SRWS (non-dimension) = (construction costs + maintenance costs)/water charge
SRSS (non-dimension) = (construction costs + maintenance costs)/sewage charge
(4) Calculating the indicators of water service equity category
Water service equity category includes WREP (%), WUEP (ton/year), WSDB (%), and WUSB (ton/year) in which each index was calculated using Equations (6)–(9). In Equations (6)–(9), water demand of the elderly population (WDEP ton/year) and water demand of the beneficiaries of national basic livelihood (WDBP, ton/year) is the product of the relevant population and the water supply amount per person. The amount of water supply to the elderly population (AWEP) and the amount of water supply to the beneficiaries of national basic livelihood (AWBP) was calculated as a ratio of the relevant population to the sum of regional water treatment plant capacity and planned distribution of multi-regional water supply, respectively. Furthermore, the data of daily water usage per elder (DWUE), daily water supply amount per elder (DWAE), daily water usage per beneficiary of national basic livelihood (DWUB), and water supply amount per beneficiary of national basic livelihood (DWAB) were taken from WAMIS [30].
WREP (%) = DWUE/DWAE
WUEP (%) = WDEP/(AWEP × WREP)
WSDB (%) = DWUB/DWAB
WUSB (%) = WDBP/(AWBP × WSDB)
Here, WDEP and WDBP is the product of the relevant population and the WSA per person.
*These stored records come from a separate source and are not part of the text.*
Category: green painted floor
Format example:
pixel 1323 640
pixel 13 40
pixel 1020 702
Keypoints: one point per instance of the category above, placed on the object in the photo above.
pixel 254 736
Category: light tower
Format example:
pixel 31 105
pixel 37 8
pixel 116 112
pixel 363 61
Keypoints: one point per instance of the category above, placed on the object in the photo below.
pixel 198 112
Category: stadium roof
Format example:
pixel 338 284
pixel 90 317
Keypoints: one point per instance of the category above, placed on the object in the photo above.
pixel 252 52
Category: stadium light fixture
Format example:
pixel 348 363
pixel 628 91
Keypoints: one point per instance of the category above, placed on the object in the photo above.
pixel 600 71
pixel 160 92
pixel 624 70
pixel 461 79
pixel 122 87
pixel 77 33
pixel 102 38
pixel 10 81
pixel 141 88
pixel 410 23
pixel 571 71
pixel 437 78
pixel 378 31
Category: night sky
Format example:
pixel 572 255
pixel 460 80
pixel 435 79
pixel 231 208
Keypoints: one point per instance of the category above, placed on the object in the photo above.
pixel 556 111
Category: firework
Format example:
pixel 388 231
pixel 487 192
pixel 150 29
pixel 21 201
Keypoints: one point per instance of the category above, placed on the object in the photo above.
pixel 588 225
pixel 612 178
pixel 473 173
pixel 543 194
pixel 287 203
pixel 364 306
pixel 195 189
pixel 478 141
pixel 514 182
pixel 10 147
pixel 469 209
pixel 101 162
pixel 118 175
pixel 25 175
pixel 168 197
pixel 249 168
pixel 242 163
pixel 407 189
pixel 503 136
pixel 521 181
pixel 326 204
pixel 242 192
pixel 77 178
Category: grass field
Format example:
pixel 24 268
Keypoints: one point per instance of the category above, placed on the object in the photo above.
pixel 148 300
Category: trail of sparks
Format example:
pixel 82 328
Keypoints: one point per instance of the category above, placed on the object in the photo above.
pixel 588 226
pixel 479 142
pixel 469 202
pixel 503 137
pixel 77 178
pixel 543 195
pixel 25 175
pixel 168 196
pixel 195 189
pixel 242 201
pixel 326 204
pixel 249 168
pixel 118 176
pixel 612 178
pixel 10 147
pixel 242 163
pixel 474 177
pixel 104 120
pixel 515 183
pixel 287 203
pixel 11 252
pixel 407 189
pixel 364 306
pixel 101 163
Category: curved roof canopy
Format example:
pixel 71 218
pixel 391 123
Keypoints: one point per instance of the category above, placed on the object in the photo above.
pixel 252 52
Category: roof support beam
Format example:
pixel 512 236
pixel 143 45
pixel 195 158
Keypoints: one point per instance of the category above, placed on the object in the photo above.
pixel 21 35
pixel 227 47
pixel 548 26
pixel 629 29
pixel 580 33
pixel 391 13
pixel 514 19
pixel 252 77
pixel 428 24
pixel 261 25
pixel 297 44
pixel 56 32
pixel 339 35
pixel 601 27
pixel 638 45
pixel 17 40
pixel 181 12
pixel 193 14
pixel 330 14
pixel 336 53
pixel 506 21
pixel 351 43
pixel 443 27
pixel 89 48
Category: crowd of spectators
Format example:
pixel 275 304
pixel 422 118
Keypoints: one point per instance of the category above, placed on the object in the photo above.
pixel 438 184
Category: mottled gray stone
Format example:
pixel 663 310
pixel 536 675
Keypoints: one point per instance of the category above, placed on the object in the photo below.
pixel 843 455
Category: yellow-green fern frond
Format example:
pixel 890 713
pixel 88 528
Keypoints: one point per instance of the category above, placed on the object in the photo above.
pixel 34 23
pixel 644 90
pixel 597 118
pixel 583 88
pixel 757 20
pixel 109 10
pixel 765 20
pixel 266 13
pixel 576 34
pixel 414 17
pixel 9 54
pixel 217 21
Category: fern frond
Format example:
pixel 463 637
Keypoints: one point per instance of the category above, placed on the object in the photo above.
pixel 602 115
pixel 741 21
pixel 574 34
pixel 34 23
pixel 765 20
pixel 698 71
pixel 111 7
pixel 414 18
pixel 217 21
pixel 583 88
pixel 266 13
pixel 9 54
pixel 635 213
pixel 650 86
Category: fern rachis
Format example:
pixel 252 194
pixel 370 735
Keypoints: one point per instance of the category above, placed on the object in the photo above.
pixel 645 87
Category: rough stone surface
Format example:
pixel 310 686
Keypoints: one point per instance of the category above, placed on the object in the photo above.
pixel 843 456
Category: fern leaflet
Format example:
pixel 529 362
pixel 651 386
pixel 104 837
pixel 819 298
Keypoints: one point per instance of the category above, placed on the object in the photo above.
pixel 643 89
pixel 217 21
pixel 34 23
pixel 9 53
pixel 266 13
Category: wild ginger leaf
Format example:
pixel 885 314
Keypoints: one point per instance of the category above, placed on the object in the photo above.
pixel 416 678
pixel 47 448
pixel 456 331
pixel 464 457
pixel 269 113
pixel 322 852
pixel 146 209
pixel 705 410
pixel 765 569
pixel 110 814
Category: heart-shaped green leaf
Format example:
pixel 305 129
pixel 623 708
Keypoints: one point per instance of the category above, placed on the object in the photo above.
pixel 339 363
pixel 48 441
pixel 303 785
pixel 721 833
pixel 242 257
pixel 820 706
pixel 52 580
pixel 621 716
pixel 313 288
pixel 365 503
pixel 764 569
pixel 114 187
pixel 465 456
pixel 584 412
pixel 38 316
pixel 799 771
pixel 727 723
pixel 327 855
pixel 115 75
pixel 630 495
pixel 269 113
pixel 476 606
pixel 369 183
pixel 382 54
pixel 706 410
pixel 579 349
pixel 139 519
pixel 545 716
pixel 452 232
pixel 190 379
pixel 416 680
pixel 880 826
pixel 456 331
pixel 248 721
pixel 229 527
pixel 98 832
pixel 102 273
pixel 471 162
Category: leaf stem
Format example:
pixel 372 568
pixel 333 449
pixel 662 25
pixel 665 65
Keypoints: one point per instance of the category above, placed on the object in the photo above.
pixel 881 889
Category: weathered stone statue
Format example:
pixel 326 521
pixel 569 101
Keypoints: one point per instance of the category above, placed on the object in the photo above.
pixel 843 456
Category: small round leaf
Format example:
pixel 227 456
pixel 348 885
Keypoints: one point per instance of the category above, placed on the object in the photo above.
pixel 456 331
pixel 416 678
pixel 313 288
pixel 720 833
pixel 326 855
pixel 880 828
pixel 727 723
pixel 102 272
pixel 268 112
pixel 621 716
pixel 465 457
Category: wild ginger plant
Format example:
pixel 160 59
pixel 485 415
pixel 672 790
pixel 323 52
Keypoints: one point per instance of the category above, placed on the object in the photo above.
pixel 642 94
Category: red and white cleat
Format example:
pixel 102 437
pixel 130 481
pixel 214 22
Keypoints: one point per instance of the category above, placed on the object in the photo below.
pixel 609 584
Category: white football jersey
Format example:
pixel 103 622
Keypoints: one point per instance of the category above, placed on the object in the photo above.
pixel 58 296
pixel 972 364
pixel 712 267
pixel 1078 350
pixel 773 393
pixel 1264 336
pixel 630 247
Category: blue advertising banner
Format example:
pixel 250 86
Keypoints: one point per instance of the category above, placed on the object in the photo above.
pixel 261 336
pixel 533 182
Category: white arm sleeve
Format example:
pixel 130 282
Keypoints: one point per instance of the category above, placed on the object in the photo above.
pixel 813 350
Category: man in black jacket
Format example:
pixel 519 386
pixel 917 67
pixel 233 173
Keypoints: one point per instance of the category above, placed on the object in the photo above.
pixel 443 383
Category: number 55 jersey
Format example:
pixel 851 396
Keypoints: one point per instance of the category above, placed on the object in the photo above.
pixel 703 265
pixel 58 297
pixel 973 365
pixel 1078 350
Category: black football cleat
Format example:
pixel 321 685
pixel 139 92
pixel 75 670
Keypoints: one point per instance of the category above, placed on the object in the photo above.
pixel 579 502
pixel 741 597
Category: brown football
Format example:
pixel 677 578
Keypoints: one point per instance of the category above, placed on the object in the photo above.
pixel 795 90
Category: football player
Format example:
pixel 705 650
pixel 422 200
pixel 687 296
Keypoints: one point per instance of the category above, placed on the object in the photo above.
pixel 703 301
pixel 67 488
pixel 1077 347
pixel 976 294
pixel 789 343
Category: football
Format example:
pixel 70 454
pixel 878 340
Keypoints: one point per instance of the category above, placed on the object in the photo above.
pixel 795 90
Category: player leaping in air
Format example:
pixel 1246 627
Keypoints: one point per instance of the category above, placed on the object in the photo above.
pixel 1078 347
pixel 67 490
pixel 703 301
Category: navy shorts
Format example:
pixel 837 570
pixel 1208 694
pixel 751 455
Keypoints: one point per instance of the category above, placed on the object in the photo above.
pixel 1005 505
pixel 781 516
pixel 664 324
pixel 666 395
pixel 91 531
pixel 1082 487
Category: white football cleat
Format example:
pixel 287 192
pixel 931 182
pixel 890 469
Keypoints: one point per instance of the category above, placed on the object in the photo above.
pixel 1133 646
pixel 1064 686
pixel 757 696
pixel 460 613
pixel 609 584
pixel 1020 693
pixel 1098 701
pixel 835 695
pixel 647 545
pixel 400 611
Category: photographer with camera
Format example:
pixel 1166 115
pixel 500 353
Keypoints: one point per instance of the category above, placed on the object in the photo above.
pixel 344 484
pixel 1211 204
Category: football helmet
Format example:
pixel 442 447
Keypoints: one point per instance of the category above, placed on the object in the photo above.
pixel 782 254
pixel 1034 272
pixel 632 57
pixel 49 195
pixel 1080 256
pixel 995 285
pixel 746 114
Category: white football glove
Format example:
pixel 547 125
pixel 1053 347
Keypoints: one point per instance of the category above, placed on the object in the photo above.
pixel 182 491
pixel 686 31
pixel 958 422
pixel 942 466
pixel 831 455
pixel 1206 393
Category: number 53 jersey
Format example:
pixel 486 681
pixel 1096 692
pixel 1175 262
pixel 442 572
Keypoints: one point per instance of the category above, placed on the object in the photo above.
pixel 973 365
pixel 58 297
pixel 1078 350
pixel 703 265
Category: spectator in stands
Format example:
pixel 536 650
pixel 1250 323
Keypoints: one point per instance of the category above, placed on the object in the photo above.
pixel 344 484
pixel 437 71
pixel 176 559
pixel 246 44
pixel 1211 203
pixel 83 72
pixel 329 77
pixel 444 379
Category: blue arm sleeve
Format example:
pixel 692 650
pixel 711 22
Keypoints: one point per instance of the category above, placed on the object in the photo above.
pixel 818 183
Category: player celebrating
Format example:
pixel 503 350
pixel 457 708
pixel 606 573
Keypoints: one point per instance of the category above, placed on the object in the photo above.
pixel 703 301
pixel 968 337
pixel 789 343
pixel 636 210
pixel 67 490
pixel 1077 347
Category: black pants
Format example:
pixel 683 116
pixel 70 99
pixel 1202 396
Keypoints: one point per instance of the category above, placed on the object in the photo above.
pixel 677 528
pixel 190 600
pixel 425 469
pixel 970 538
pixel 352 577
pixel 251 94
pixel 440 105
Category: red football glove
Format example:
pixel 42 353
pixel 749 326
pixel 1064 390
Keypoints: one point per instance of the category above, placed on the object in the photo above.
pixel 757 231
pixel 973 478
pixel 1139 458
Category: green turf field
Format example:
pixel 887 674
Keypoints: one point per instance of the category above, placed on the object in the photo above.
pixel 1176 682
The AWEP and AWBP were calculated as a ratio of the relevant population to the sum of regional water treatment plant capacity and planned distribution of multi-regional water supply, respectively. Here, the regional water treatment plant capacity means the water supply ability of water supply facilities built by a local government. The planned distribution of multi-regional water supply means the data of water supply project planned by a metropolitan government. This data has been offered on the internet.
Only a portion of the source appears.